Kolejny ze słynnych argumentów iTunes w końcu obudził się w rzeczywistości branży muzycznej: piosenkarz i autor tekstów Bob Seger w końcu dał kciuki do Apple, aby zacząć sprzedawać swoje piosenki.
Chociaż Seger nie trafił jeszcze na iTunes, powinien pojawić się na iTunes we wtorek ze swoimi dwoma multiplatynowymi albumami koncertowymi, Kula na żywo oraz Dziewięć dziś wieczorem. Będą one jednocześnie dostępne na Amazon MP3.
Jeszcze lepsze wieści dla fanów Segera, autor piosenek obiecuje korzystać z iTunes w przyszłości, aby wypuszczać istniejące utwory, a także ujawniać utwory z jego zaległości z niewydanymi materiałami w „kroplach i szarościach”.

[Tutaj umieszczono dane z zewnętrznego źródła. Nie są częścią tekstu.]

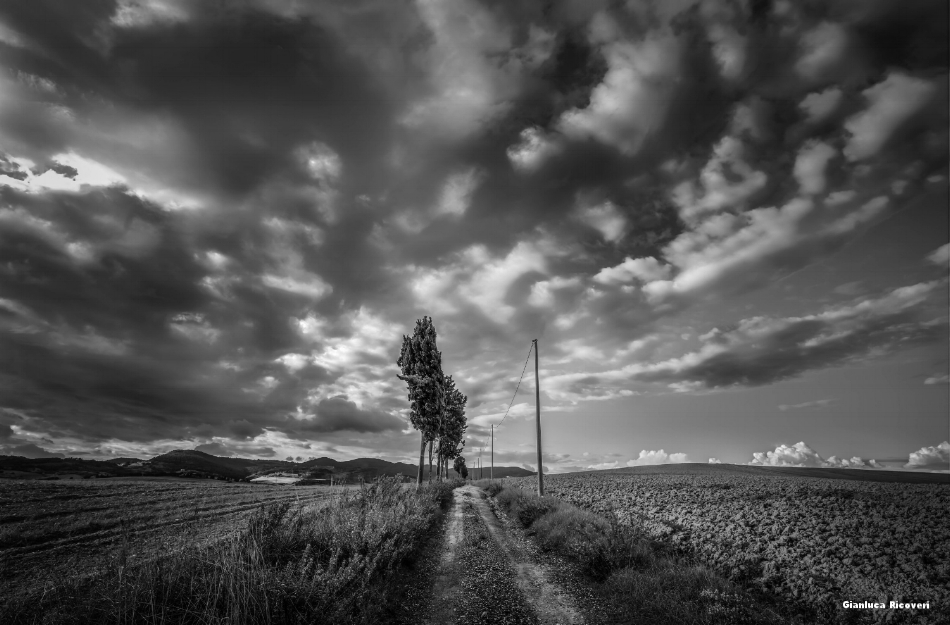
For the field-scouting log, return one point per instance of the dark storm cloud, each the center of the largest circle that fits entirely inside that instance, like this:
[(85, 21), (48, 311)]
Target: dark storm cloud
[(11, 169), (297, 184), (337, 413)]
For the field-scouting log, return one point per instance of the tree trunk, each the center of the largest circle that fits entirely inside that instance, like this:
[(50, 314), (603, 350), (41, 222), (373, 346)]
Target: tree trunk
[(422, 460)]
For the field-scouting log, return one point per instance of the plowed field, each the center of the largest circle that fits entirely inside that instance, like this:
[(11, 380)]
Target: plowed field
[(818, 542)]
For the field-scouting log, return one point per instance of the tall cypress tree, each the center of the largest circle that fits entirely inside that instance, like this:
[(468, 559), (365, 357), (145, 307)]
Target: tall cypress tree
[(421, 364)]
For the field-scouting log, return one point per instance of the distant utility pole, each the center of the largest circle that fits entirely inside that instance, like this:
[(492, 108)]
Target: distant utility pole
[(537, 406)]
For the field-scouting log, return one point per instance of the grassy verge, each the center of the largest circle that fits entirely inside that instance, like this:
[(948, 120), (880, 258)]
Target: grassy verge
[(292, 564), (640, 580)]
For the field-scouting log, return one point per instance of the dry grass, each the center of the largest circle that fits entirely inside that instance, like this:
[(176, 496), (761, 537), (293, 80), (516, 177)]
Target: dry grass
[(292, 563)]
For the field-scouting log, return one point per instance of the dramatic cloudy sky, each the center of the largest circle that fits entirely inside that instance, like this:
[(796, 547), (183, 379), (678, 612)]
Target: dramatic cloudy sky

Co spowodowało, że Seger w końcu przeszedł na iTunes? Rzeczywistość, według jego menedżera, Eda „Puncha” Andrewsa.
„[iTunes] jest prawdopodobnie najlepszym systemem dostarczania, jaki kiedykolwiek wymyślono, ale branża zrezygnowała z wysokiej jakości, aby mieć ten system” – powiedział Andrews. „W pewnym momencie, jeśli wszyscy to akceptują, wiemy, że musimy być na bieżąco. Ale jeśli mieliśmy to zrobić, musieliśmy upewnić się, że było tak wspaniale, jak tylko mogliśmy”.
Seger ma rację: nacisk iTunes na singiel jako jednostkę miary pracy artysty, a nie albumu, może „naruszyć artystyczną integralność albumów”, jak mówi.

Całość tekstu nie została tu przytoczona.